To the phrase ‘that’s now who we are’, the only rational response is ‘what do you mean “we”, paleface?’ (Tonto was an undiscovered gem of a political philosopher).

That’s kind of, you know, the whole point. If we aspire to be anything definable, there are going to have to be some restrictions. That’s how any organism or construct declares what it is, by way of rejecting the unlike, not by way of embracing the like. It says “I’m absolutely incompatible with that thing, over there,” and the definition is made. Such things also protect themselves against threats this way, by forming policies, written and unwritten, essentially saying “I’m not going there, and if it comes here, I’m moving.”

Well said. The number of groups in which ‘we’ includes both me and Paul Ryan is shrinking as he speaks.

But he’s [Trump] opened a very worthwhile debate that his opposition, perhaps deliberately, has turned into a very silly one. The citizenry has been led down a primrose path here; a lot of people don’t understand how much precedent such a plan has, or how unprecedented our current “Hoover Vac” immigration policy is.

It is a worthwhile and very necessary debate, one in which the Democrats and quasi-Democrats in the Republican Party are avoiding as if it had cooties.

The American solution is to look at what sort of immigrant is trying to make a life here. What kind of life is to be made? And what nobody is discussing is, the democrat solution: Go ahead and look into it, and make sure that life is one of dependency. To get on the welfare systems, stay on them, and create whole new generations of second- and third-generation immigrants, also made dependent and embracing dependency, from the crib to the crypt. So that democrats can win more elections.

The shootings in San Bernardino underline in blood that even Muslims who were born in this country can go jihadist-mass-murderer, and there’s no way to tell who that will be before it happens. That’s why it’s a problem with Islam, just a problem with certain people who, oh, just by the way, happen to be Muslim. Buddhists don’t do this shit, Hindus don’t do this shit, Jains and Sikhs and Taoists don’t do this shit; only Muslims (and wackos, which we will have always with us) do this shit. So that’s where we need to focus our attention. And the Political Correctness twitch about NOT NOTICING does not do us any favors here.

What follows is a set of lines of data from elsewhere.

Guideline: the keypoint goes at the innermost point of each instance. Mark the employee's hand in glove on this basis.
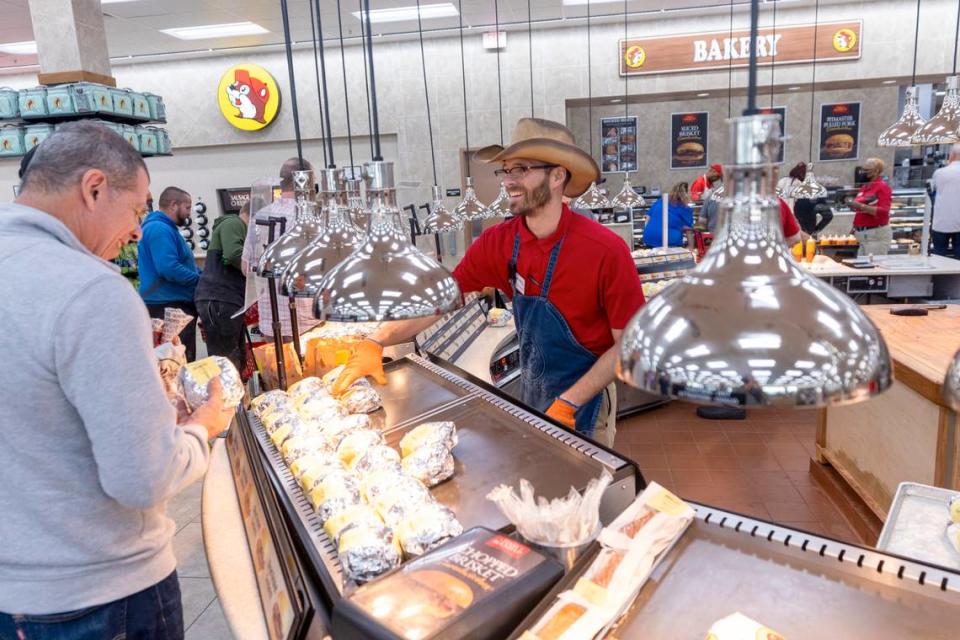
(213, 414)
(366, 360)
(562, 411)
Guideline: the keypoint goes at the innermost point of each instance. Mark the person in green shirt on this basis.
(219, 295)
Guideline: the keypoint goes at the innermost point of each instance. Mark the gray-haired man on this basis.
(89, 444)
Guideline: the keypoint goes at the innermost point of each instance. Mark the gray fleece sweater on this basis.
(90, 451)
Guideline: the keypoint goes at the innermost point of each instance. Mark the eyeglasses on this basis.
(519, 173)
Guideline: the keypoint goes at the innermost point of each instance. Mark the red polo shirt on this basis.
(881, 191)
(595, 285)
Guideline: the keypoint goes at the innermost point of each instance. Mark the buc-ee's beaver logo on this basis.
(249, 97)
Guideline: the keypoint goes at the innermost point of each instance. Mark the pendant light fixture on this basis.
(944, 128)
(750, 326)
(500, 207)
(810, 188)
(470, 208)
(901, 133)
(440, 219)
(385, 278)
(592, 198)
(627, 198)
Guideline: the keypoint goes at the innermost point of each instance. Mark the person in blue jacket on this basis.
(679, 217)
(168, 272)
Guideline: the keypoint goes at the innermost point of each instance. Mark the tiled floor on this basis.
(758, 466)
(202, 617)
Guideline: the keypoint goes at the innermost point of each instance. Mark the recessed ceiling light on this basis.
(21, 48)
(216, 31)
(399, 14)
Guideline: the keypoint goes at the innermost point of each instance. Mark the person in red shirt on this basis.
(871, 224)
(573, 282)
(707, 181)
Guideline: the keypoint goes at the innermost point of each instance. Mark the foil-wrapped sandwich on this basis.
(270, 400)
(376, 458)
(361, 399)
(334, 493)
(428, 434)
(429, 526)
(194, 377)
(316, 406)
(310, 470)
(401, 500)
(336, 429)
(430, 465)
(356, 443)
(360, 515)
(366, 552)
(300, 446)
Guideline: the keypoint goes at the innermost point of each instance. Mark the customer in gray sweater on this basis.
(89, 445)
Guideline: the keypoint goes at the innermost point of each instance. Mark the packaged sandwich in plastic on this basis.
(361, 400)
(356, 443)
(359, 515)
(269, 401)
(195, 376)
(402, 500)
(334, 493)
(431, 465)
(376, 458)
(366, 552)
(429, 433)
(428, 526)
(336, 429)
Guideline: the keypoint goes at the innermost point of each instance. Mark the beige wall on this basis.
(210, 153)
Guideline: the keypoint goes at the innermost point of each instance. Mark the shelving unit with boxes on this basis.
(29, 116)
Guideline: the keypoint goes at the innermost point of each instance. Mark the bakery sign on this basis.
(788, 44)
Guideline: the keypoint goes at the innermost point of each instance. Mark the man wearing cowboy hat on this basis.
(573, 282)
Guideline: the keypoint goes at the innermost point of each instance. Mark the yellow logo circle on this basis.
(844, 40)
(635, 56)
(248, 96)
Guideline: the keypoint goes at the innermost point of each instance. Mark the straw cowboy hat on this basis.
(551, 143)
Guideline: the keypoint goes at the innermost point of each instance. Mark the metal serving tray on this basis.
(800, 584)
(499, 442)
(917, 524)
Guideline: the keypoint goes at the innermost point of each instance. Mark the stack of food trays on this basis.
(374, 502)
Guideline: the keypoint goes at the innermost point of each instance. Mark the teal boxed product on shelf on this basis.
(33, 103)
(9, 105)
(89, 97)
(148, 140)
(158, 111)
(122, 104)
(34, 134)
(163, 142)
(11, 141)
(141, 108)
(60, 101)
(131, 136)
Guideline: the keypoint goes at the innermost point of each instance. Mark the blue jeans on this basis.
(155, 613)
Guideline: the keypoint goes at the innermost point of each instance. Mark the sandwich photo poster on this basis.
(618, 144)
(688, 140)
(839, 131)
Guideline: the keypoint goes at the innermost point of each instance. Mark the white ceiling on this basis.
(133, 27)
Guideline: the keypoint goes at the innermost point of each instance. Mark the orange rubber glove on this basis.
(562, 411)
(366, 360)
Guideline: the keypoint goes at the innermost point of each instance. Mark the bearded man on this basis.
(573, 283)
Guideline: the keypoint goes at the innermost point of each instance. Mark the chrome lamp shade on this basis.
(592, 198)
(385, 278)
(901, 132)
(750, 326)
(943, 128)
(627, 198)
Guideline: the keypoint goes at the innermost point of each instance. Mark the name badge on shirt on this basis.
(519, 285)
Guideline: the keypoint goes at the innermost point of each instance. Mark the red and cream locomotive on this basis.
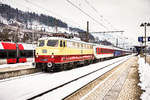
(61, 53)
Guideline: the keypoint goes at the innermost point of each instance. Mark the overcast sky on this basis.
(103, 15)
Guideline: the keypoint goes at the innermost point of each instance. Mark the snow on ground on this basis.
(144, 73)
(27, 87)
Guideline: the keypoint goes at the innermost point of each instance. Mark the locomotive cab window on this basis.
(53, 43)
(41, 43)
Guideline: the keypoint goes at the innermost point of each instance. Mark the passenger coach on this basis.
(57, 53)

As far as the theatrical outrage about crossing some uncrossable line of bigotry, or some such. I find it thoroughly revolting that anybody, anywhere, would reach up to take solutions off the table, before it’s been made clear in any way that there are still solutions on the table that might work. Or even, that anything will work. This is not a fight our country has won yet, so who are these people working so hard to eliminate possibilities? It’s become such a regular thing, nobody seems to question it anymore; it’s yet another primrose path down which we have been innocently toddling, for years, decades, generations — we approach a particularly vexing problem that has evaded any promising solution for some indeterminate length of time, and before anybody can shed some rays of hope upon it here comes some jackass trying to make himself sound more important with a lot of “No no, oh heavens no, win or lose we can NEVER do X.”